The sparse-source-removal (SPSR) algorithm has four parameters to set: β, γ, τ, and σ. The last two are the primal and dual steps, respectively, and drive the convergence speed of the algorithm. The ratio of the first two parameters is the hyperparameter that controls the balance in the sparsity of the decomposition of the extended compact sources and the diffuse background as discussed in the previous section. The choice of their modulus also affects the convergence speed of the algorithm: a high modulus leads to a slowly built sparse approximation, or said differently, the algorithm would provide very sparse solutions at the beginning of the algorithm that are far from satisfying the data fidelity constraint, however; a low modulus, in contrast, leads to building approximations that satisfy the data fidelity constraint early in the iterations, but are not as sparse. In practice, several values need to be experimentally tested to obtain an algorithm with reasonable convergence speed and to derive the required number of iterations.

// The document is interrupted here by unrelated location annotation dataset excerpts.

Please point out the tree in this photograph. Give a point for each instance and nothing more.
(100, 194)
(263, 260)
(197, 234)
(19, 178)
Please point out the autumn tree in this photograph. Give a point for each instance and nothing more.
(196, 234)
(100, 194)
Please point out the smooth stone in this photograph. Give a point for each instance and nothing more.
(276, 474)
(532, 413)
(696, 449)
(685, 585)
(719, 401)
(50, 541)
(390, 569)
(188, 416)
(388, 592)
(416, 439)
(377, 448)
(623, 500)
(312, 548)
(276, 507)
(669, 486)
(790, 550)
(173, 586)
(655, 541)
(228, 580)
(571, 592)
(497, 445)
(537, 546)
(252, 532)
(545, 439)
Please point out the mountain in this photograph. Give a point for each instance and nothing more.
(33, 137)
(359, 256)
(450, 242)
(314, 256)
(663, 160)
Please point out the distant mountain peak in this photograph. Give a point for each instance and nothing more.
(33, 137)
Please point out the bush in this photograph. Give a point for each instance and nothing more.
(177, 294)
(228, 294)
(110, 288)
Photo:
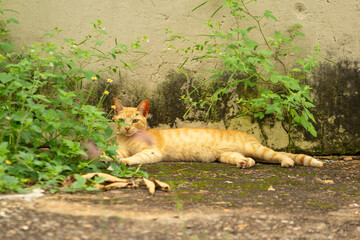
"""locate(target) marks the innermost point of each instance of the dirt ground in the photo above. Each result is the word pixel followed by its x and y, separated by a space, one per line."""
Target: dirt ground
pixel 207 201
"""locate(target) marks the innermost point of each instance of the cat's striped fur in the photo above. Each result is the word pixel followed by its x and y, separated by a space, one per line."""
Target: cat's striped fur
pixel 137 144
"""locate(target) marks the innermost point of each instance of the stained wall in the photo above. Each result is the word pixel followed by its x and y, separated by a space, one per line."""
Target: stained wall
pixel 334 24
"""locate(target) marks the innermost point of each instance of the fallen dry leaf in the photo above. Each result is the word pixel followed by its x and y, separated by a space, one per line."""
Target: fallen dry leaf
pixel 150 185
pixel 112 182
pixel 325 181
pixel 116 185
pixel 108 177
pixel 163 186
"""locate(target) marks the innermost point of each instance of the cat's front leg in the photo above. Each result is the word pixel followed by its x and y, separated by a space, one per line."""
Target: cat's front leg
pixel 237 159
pixel 151 155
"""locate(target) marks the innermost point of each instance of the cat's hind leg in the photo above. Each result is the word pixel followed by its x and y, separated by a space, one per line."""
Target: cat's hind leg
pixel 237 159
pixel 304 160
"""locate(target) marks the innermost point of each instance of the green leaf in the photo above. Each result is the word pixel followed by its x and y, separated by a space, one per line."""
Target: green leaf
pixel 4 77
pixel 6 47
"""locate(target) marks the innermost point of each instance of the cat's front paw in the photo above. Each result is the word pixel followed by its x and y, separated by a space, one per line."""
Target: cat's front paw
pixel 246 163
pixel 125 161
pixel 287 163
pixel 128 161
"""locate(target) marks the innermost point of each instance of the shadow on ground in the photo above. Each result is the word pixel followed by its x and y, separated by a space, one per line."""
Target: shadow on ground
pixel 208 201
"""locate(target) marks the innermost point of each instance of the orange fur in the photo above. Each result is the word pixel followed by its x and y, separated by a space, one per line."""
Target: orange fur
pixel 137 144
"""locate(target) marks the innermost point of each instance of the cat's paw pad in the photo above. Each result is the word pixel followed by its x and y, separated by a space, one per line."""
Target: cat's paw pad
pixel 246 163
pixel 287 163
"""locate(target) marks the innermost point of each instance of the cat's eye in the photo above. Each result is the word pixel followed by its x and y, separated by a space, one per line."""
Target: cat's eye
pixel 135 121
pixel 120 121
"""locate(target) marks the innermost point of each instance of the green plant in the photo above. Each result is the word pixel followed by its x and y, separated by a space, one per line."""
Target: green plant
pixel 46 117
pixel 256 69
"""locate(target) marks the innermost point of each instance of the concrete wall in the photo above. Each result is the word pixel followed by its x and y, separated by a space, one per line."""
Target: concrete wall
pixel 334 24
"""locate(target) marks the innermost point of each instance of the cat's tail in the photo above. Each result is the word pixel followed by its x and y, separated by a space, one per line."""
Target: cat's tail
pixel 305 160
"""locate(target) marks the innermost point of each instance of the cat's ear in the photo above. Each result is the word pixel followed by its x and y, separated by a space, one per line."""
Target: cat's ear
pixel 143 107
pixel 118 107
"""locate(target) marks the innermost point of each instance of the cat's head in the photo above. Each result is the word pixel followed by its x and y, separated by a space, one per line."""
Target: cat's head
pixel 130 120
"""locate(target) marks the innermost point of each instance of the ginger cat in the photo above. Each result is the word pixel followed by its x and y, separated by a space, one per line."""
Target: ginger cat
pixel 137 144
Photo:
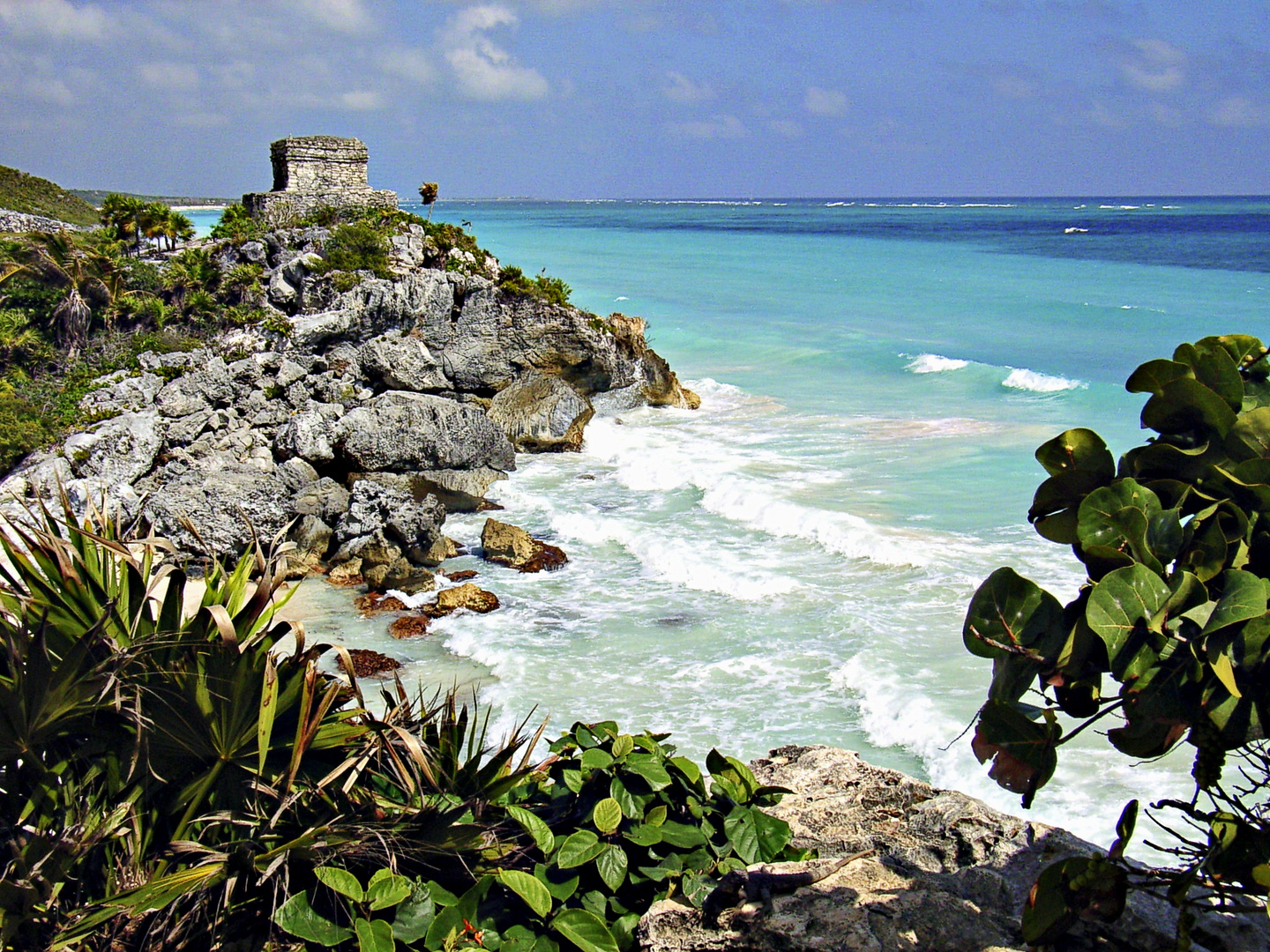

To assess the relative performance of the proposed approach, flux estimates obtained with SPSR were compared with the low-order polynomial fitting approach (Bennett et al. 2013; Planck Collaboration VII 2011; Planck Collaboration XXVIII 2014). Fluxes were estimated in a 3.5σ region as previously recommended in Wright et al. (2009) using a Levenberg-Marquardt algorithm with local χ2 minimization (using the C++ library ALGLIB (www.alglib.net), Sergey Bochkanov and Vladimir Bystritsky). The local background was either modelled with a baseline or a first-order polynomial (FIT-C and FIT-L in the following) and a positivity constraint was applied on the fluxes. Clustered point sources with overlapping fitting regions were jointly fitted for. However, in practice, such situations were scarce in the WMAP simulations reported.

3. Results on synthetic WMAP simulations

3.1. Planck Sky Model simulations at WMAP frequencies

The Planck Sky Model (PSM) software (Delabrouille et al. 2013) was employed to simulate WMAP-like data. Each one of the five WMAP frequency channels included the following:

  • A diffuse component, comprised of a Gaussian CMB, generatedfrom a six-parameter Λ-CDM model (with default values from WMAP 7-year data combined with BAO and the Hubble constant measurements, and with added C lensing) and synchrotron, free-free, thermal-dust and spinning-dust emissions, simulated with default PSM parameters.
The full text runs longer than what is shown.